Single-Molecule Characterization of Subtype-Specific β1 Integrin Mechanics

Jo, M. H., Li, J., Jaumouille, V., Hao, Y., Coppola, J., Yan, J., Waterman, C. M., Spriner, T. A., Ha, T. (2022). Single-molecule characterization of subtype-specific β1 integrin mechanics. Nat Commun 13, 7471. https://doi.org/10.1038/s41467-022-35173-w.

Abstract

Many subtypes of integrins have distinct physiological roles (ie. mediating cell adhesion, migration, and formation of tissues) primarily through integrating the intracellular and extracellular environments. The extracellular domains of integrins bind to ligands on the surface of other cells, while the cytoplasmic domains bind to adaptor proteins associated with the cytoskeleton. Upon ligand binding, integrins exist in their extended-open states, allowing the tensile force to stabilize the association between the integrins and the cytoskeletal components.

The force exerted by a single integrin on a ligand has thus far only been measured for RGD-binding integrins using fluorescent reporter systems, such as peptide-based tension sensors, DNA hairpin-based digital tension sensors, and DNA double helix-based rupturable tension gauge tethers (TGTs). These studies have demonstrated a tension threshold of over ~40pN, which is required for cell spreading by RGD-binding integrins.

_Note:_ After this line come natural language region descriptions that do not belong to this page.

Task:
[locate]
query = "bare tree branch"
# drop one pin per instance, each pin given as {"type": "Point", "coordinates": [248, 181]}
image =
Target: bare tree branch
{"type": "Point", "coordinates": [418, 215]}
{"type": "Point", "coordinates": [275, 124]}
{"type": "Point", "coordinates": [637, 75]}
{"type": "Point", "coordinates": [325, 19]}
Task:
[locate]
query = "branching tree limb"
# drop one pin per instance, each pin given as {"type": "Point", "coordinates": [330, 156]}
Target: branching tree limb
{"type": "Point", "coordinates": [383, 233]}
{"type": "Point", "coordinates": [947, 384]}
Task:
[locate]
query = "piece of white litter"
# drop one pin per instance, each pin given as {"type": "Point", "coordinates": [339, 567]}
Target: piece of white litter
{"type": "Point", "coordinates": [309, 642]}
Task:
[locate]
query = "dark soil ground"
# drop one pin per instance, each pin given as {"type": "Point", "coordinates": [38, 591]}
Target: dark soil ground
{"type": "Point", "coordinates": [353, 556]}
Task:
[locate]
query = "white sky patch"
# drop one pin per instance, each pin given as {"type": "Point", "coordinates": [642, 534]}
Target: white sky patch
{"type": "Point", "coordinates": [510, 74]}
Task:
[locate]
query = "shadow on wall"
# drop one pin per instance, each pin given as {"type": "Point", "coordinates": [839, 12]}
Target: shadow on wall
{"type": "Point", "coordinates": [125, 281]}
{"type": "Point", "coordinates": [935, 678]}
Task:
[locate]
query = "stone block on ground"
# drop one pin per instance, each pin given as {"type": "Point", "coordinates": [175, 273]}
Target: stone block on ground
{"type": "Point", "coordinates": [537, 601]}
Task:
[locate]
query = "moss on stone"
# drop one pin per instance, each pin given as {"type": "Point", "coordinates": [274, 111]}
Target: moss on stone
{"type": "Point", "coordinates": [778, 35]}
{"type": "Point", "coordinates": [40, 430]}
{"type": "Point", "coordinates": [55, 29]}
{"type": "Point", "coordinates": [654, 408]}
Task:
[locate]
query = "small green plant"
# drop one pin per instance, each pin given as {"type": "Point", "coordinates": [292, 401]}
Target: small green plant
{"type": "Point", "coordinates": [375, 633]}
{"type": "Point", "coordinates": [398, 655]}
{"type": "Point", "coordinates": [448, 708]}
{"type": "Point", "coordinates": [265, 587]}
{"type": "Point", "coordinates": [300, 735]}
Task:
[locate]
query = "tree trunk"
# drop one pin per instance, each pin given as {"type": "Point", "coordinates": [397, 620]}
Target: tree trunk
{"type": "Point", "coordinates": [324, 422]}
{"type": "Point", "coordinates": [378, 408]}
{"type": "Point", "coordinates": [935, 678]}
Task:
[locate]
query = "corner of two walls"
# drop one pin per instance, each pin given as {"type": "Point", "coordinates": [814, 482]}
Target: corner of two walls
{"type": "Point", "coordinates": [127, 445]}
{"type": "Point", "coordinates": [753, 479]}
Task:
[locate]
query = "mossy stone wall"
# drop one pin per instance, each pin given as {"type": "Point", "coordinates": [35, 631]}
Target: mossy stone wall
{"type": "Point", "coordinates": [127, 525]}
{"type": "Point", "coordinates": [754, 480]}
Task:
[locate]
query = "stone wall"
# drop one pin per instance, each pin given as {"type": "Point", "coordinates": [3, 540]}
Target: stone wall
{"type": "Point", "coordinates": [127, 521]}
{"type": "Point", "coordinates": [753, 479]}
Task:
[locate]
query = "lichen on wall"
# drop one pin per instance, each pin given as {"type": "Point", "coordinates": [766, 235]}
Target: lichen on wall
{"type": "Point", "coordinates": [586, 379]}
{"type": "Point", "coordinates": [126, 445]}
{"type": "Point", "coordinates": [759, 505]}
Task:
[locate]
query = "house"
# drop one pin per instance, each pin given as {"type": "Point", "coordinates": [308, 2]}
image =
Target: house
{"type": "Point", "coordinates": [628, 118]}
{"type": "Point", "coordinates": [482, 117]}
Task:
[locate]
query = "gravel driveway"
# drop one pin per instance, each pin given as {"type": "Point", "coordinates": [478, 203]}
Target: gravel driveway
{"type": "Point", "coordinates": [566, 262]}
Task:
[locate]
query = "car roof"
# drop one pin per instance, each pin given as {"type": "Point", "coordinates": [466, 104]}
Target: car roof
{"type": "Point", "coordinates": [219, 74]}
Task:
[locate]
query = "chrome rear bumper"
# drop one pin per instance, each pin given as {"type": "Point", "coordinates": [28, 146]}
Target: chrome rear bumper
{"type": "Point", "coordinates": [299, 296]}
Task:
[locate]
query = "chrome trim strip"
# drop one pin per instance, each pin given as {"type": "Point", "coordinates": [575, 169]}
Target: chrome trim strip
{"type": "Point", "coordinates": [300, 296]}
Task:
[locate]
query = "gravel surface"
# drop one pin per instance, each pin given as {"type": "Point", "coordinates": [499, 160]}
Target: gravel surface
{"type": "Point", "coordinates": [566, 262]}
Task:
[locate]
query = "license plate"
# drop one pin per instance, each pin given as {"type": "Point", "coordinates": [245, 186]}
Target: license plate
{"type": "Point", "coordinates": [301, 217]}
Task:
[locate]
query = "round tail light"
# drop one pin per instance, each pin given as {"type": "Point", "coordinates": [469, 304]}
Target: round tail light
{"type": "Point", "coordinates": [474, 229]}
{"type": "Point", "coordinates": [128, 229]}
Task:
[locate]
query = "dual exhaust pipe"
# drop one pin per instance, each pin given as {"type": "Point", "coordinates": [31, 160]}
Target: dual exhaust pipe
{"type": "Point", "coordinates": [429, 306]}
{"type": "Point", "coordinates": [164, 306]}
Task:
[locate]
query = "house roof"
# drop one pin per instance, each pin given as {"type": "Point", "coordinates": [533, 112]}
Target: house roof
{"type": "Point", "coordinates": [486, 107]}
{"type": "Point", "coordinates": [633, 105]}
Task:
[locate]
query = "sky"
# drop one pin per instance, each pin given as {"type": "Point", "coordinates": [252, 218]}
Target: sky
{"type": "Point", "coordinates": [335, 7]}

The Springer Lab of Harvard Medical School and the Ha Lab of Johns Hopkins School of Medicine show that the integrin subtype α4β1 requires a notably different tension threshold of less than 12pN to activate cell spreading, compared to the threshold for RGD-binding integrins. 

To address the lack of single molecule studies of force exertion by other integrin subtypes, researchers from these two groups have utilized various techniques to measure and visualize the integrin subtypes’ conformational states and tension thresholds. Among these techniques include generating Fabs conjugated to fluorescent dyes for live cell imaging and immunostaining. To generate these fluorescently conjugated Fab reagents, the Springer Lab obtained the protein sequence of the 13C2 antibody using Rapid Novor’s REmAb^® de novo antibody sequencing service. Working with the exact amino acid sequence obtained through de novo protein sequencing can support the development of novel antibody-based reagents, ensuring accurate and reliable tools for molecular imaging.

Graphical Abstract

Key Takeaways

• The Springer Lab and Ha Lab applied various techniques for the single molecule analysis of force exertion by other integrin subtypes to activate cell spreading.
• Fluorescently conjugated 13C2 Fab reagents were generated for the visualization of the conformational states of the integrin subtype α4β1, which was demonstrated to have a tension threshold of 12pN.